Redefining Financial Planning Through Data Science

Our research-driven approach to annual budgeting combines behavioral economics with predictive analytics to create more accurate financial forecasts

The halyraquonex Methodology

We've spent six years developing what we call "Contextual Budget Modeling" – a system that factors in psychological spending patterns alongside traditional financial metrics. This isn't your typical budgeting software.
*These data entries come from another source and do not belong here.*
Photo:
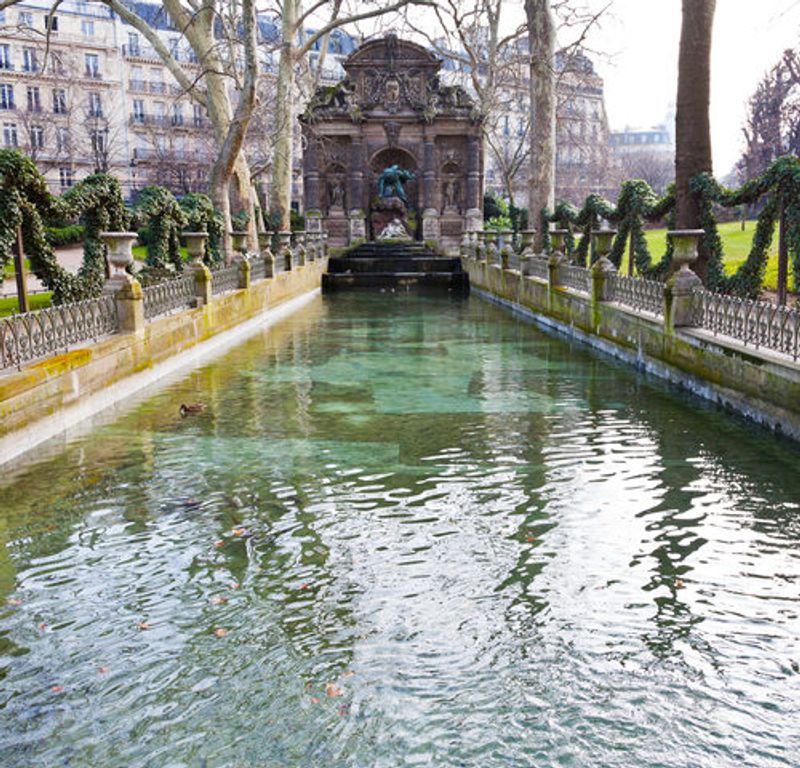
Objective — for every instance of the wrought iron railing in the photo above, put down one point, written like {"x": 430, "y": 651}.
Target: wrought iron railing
{"x": 225, "y": 279}
{"x": 577, "y": 278}
{"x": 54, "y": 330}
{"x": 538, "y": 266}
{"x": 636, "y": 293}
{"x": 168, "y": 296}
{"x": 754, "y": 323}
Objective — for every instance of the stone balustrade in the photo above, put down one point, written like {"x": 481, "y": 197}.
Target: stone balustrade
{"x": 681, "y": 302}
{"x": 126, "y": 306}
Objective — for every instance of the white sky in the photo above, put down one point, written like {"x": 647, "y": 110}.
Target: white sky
{"x": 638, "y": 40}
{"x": 641, "y": 75}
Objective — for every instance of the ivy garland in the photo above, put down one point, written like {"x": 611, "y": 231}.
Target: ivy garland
{"x": 636, "y": 205}
{"x": 201, "y": 216}
{"x": 25, "y": 198}
{"x": 157, "y": 208}
{"x": 780, "y": 183}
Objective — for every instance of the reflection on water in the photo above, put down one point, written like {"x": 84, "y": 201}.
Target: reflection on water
{"x": 404, "y": 531}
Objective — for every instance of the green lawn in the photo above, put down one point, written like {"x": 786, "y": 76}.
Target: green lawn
{"x": 735, "y": 245}
{"x": 36, "y": 301}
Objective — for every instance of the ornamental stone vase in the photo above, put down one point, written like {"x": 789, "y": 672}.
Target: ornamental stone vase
{"x": 239, "y": 241}
{"x": 603, "y": 240}
{"x": 120, "y": 257}
{"x": 558, "y": 240}
{"x": 679, "y": 293}
{"x": 196, "y": 246}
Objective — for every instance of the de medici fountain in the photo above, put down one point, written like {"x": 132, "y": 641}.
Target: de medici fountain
{"x": 391, "y": 153}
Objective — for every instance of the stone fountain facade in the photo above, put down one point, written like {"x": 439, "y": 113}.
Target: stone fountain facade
{"x": 391, "y": 108}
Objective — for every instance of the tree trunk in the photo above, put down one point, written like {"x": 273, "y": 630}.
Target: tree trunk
{"x": 281, "y": 187}
{"x": 692, "y": 129}
{"x": 541, "y": 185}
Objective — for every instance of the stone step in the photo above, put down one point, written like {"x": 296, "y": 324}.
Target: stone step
{"x": 397, "y": 264}
{"x": 456, "y": 282}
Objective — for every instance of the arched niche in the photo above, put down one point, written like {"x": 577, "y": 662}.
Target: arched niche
{"x": 403, "y": 158}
  • Behavioral Pattern Recognition

    Our algorithms analyze spending habits during different life phases, seasonal changes, and economic conditions. We've found that most budgeting failures happen because people don't account for their actual behavior patterns.

  • Scenario-Based Forecasting

    Instead of creating one annual budget, we generate multiple scenarios based on different life events. Job changes, family additions, or economic shifts all trigger automatic budget recalibrations.

  • Adaptive Learning System

    The platform learns from your actual spending versus planned budgets, continuously improving its predictions. After three months, our accuracy rates typically exceed 87% for major expense categories.

Cordelia Thorne, Chief Innovation Officer

Cordelia Thorne

Chief Innovation Officer

"Traditional budgeting assumes people are rational actors. Our research proves they're not – and that's exactly what makes our approach work."

Why We Built Something Different

Back in 2019, Cordelia was working as a behavioral economist when she noticed something peculiar. People could create beautiful budgets but consistently failed to stick to them. The problem wasn't willpower – it was that most budgeting tools treated humans like spreadsheets.

So we started from scratch. Instead of asking "How much should you spend?", we asked "How do you actually spend?" We analyzed spending patterns across different demographics, life stages, and economic conditions. The results were fascinating.

Our Key Discovery

People's spending follows predictable patterns that correlate more strongly with psychological factors than income levels. A £50,000 earner might have more consistent savings habits than someone earning £80,000, depending on their relationship with money formed in childhood.

This insight led to our core innovation: budgets that adapt to human psychology rather than fighting against it. We're not trying to change how people think about money – we're working with their existing mental models to create more realistic financial plans.

Our research continues today. We're currently studying how remote work has shifted household budgeting patterns and developing new models for the gig economy. The financial landscape keeps evolving, and our methodology evolves with it.